Their conclusions point in this ineffective direction: marketers repeat like a mantra that innovation is important – and they are spending more and more money on it – but they are not very clear about what it is supposed to be or what it is for. Innovation already takes more than 20% of marketing budgets and is increasingly important.

72% of CMOS increased investment in innovation over the last year. “Like ‘agility,’ the term ‘innovation has become ubiquitous in modern business parlance,” said Ewan McIntyre, research co-leader and vice president at Gartner. This ubiquity has not ensured that things are being done superbly well.

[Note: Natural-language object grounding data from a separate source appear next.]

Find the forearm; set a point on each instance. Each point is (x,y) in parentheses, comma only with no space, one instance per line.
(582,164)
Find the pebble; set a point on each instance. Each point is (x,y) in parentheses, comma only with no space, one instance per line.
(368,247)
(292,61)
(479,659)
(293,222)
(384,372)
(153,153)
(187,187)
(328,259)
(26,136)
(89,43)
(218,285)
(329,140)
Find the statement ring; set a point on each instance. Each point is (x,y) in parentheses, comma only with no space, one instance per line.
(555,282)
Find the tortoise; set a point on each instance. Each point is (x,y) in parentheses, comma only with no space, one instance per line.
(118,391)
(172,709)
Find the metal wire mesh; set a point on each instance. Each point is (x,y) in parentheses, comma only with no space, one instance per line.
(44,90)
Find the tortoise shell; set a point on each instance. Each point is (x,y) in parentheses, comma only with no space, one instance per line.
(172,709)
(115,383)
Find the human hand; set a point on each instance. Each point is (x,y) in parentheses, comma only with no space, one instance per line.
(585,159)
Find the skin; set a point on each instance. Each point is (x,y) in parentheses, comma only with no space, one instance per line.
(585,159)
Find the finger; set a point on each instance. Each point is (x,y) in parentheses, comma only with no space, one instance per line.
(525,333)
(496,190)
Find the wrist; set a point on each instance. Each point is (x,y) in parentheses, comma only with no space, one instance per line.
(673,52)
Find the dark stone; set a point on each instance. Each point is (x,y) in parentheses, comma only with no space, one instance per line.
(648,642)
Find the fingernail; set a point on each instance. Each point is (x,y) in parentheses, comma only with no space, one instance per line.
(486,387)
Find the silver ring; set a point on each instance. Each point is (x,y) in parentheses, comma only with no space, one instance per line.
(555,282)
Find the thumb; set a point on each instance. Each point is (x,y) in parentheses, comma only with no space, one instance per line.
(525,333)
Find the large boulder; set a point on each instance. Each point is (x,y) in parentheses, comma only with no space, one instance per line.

“There is a significant disagreement in what innovation really means,” says McIntyre, noting that the issue is not just “debating semantics.” “Not understanding what innovation means has consequences that impact the scope, intention and results of activities” of companies, he warns. Companies and their marketers don’t know what innovation means or what it entails. 91% of those surveyed admit that they have problems when measuring the impact of innovation and 83% say that for now the innovation has not met the expectations of their bosses.

As they point out in the Gartner conclusions, all this happens because many companies do not have a clear definition of what innovation means and do not understand what it implies in marketing. Despite this, companies hold on like a burning nail to innovation. 93% of those surveyed indicate that their company will finance high-risk innovative initiatives.